Turkey coronavirus isolates from different geographic areas in the United States have been shown to be antigenically related to one another [5]. In the present study, an antiserum against the isolate TCoV/IN/540/94 reacted with all 24 TCoV isolates from TCoV-infected turkeys and embryos by IFA assay (data not shown). The close antigenicity among TCoV isolates was associated with the high similarity of the S gene sequences, which ranged from 90.4 % to 99.4 %. The S genes of TCoV isolates were conserved compared with the diverse S genes among various IBV strains, which range from 67.4 % to 94 %, resulting in the existence of many serotypes of IBV [10]. The emergence of new IBV serotypes has been postulated to involve the recombination of S genes of vaccine strains of IBV in the field [20, 21]. In a previous study, different serotypes of TCoV/VA/73/03, TX/1038/98, and IN/517/94 were identified by using a neutralization test in conjunction with real-time RT-PCR despite the high level of amino acid sequence identity (96 % to 98 %) among these TCoV isolates [11]. Additional studies are necessary to clarify the antigenic relationships among the various TCoV isolates and serotypes.

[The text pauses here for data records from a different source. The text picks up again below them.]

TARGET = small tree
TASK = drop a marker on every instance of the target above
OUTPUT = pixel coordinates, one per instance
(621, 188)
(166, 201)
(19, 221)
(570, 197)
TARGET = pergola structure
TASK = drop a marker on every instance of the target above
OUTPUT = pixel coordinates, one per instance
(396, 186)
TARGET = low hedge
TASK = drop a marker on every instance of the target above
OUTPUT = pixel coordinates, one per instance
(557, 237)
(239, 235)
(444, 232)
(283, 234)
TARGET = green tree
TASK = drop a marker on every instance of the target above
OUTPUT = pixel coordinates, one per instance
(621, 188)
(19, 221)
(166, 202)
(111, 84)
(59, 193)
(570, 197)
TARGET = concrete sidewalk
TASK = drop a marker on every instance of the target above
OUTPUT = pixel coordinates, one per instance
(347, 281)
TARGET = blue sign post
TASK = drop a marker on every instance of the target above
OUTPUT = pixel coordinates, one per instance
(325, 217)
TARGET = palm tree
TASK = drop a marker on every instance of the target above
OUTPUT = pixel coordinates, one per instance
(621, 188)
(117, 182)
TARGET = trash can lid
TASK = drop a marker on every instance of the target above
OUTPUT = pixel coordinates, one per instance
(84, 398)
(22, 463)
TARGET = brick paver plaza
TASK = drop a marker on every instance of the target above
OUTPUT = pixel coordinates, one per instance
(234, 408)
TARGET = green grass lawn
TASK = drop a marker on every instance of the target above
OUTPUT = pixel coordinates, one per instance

In the present study, similar to previous findings with IBV strains, most of the variations in the S protein sequences among TCoV isolates were observed in the amino-terminal half. Along the alignment of these S protein sequences, the region of sequence with the most variation was between residues 126 and 134 of TCoV/IN/540/94 from the start codon of the S protein. Various deletions occurred in this region in different TCoV isolates. This region is in the vicinity of HVR II (residues 117 to 131) of the IBV S protein. HVR I (residues 56 to 69), II, and III (residues 250 to 365) of the IBV S protein are associated with three neutralizing epitopes. The sequences of these regions could be used for differential diagnosis of IBV serotypes [13, 22]. By contrast, similar regions of high variation corresponding to HVR I or III of IBV were not detected among the TCoV isolates examined. These differences illustrate why the S proteins of IBV strains are more diverse than those of TCoV isolates. Similar phylogenetic trees were constructed using the full-length S and S1a proteins. Thus, genotyping TCoV field isolates based on the S1a sequence containing HVR rather than the whole S1 gene or full-length S gene is more practical.

The observation that TCoV isolates originating from the same state were closely clustered together in the phylogenetic tree suggested endemic circulation of distinct TCoV genotypes in various geographic locations. Endemic circulation of distinct TCoV genotypes in France and North American are recognized because French TCoV isolates share only 60 % amino acid sequence identity in the S protein with North American TCoV isolates [7]. Distinct sources of recombination promoting the emergence of TCoV in North America and Europe has been suggested [7, 11]. The groupings of North Carolina, Texas, and Minnesota TCoV isolates also support the theory of endemic TCoV genotypes. The TCoV isolates from the outbreaks in Arkansas and North Carolina in 2012 also clustered geographically [6] and could be placed phylogenetically in group I in the present study. The 99.3 % amino acid sequence identity of the S proteins of two TCoV isolates recovered 20 years apart in Minnesota (TCoV/MN/ATCC/76 and TCoV/MN/310/96) implied that the TCoV isolate MN/ATCC/76 remained endemic and that no substantial genetic changes occurred over two decades. Conservation of TCoV isolates is also shown in the result that no positive selection of the S protein was found among the 24 TCoV isolates. Because Indiana isolates from 2004 and 2010 clustered in group I with most North Carolina isolates and Indiana isolates from 1994 and 2009 clustered in group II with Texas isolates, it is most likely that the turkey sources were the same for the turkey farms in North Carolina and Indiana in 2004 and 2010, whereas the turkey sources were the same for Texas and Indiana in 1994 and 2009.

In conclusion, the relationship between TCoV genotypes and the geographic distribution of TCoV presented in the present study provides crucial information for the monitoring and control of diseases associated with TCoV infection in the United States.